The INMP441 microphone ESP32 voice recognition combination is one of the most popular setups in Indian IoT maker projects — and for good reason. The INMP441 is a high-quality I2S MEMS omnidirectional microphone that connects directly to the ESP32’s I2S peripheral, providing clean digital audio for voice processing applications. Whether you are building a smart home voice controller, an attendance system, or a language learning device, this guide gives you a complete working setup with code.
Table of Contents
- INMP441 Specifications and I2S Interface
- Wiring INMP441 to ESP32
- Audio Capture and Level Detection Code
- Voice Recognition with Edge Impulse
- Simple Wake Word Detection
- Smart Home Voice Control Example
- Frequently Asked Questions
INMP441 Specifications and I2S Interface
The InvenSense (now TDK) INMP441 is a high-performance, omnidirectional MEMS microphone in a bottom-ported LGA package.
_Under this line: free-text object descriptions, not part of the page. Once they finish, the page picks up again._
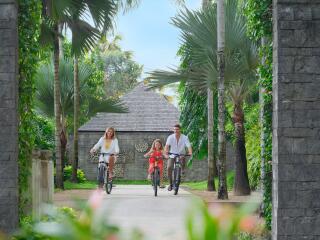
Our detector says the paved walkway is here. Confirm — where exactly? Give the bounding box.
[54,186,262,239]
[54,185,195,240]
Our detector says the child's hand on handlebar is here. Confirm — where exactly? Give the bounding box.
[90,148,96,155]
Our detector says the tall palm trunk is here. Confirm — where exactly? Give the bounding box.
[54,24,64,189]
[207,88,216,191]
[202,0,216,192]
[60,116,67,167]
[72,57,79,182]
[217,0,228,199]
[233,102,250,195]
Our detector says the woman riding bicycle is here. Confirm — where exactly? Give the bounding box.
[144,139,165,188]
[90,127,119,180]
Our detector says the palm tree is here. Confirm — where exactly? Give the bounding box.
[35,58,126,177]
[229,83,251,195]
[70,1,143,182]
[40,0,117,188]
[147,0,258,198]
[202,0,216,192]
[217,0,228,199]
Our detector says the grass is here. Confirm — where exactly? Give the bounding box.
[62,179,151,190]
[183,171,235,191]
[64,180,97,190]
[62,172,235,191]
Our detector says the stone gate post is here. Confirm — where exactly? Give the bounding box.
[273,0,320,239]
[0,0,18,233]
[32,150,54,220]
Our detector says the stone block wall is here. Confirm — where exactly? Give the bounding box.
[78,131,236,182]
[273,1,320,239]
[0,0,18,233]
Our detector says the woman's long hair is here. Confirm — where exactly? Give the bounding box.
[104,127,116,139]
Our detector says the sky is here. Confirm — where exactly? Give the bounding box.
[114,0,202,78]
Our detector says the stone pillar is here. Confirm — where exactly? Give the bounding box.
[32,150,54,220]
[0,0,18,233]
[273,1,320,239]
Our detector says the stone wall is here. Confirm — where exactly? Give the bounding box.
[78,131,236,182]
[273,1,320,239]
[0,0,18,233]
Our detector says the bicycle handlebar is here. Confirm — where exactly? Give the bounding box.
[168,152,191,157]
[97,152,118,156]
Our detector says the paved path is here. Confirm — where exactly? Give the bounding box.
[54,185,195,240]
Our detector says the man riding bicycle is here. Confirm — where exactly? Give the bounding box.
[164,124,192,191]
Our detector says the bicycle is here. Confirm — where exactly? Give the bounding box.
[96,152,116,194]
[151,156,162,197]
[168,152,190,195]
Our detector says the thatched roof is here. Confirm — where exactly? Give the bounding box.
[79,83,180,132]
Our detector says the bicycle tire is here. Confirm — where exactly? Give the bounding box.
[105,170,112,194]
[98,165,105,188]
[173,167,181,195]
[153,169,160,196]
[151,171,157,196]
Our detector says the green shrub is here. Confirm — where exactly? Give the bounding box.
[244,104,261,190]
[13,192,138,240]
[63,165,87,183]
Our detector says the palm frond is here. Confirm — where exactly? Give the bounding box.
[66,18,101,56]
[147,0,258,92]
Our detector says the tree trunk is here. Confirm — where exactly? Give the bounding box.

The breakout module makes it breadboard-compatible with pin headers:
- Frequency response: 60 Hz – 15 kHz (±3 dB), adequate for voice frequency range (100 Hz – 8 kHz)
- Signal-to-Noise Ratio (SNR): 61 dB(A) — better than most electret microphone modules
- Sensitivity: -26 dBFS at 94 dB SPL — captures speech at normal conversational distance (0.5–1 metre)
- Power consumption: 1.4mA active, 25μA power-down mode — suitable for battery-powered devices
- Supply voltage: 1.8–3.3V — directly compatible with ESP32 (3.3V logic)
- Digital output: I2S (24-bit PCM, up to 192kHz — though 16/44.1kHz is typical)
- Direction: Omnidirectional — picks up sound equally from all directions
The INMP441 module has six pins: VCC (3.3V), GND, SCK (BCLK), WS (LRCLK), SD (data output), and L/R (channel select: GND for left, 3.3V for right).
Wiring INMP441 to ESP32
// INMP441 → ESP32 Wiring
// INMP441 VCC → ESP32 3.3V
// INMP441 GND → ESP32 GND
// INMP441 SCK → ESP32 GPIO 14 (I2S Bit Clock)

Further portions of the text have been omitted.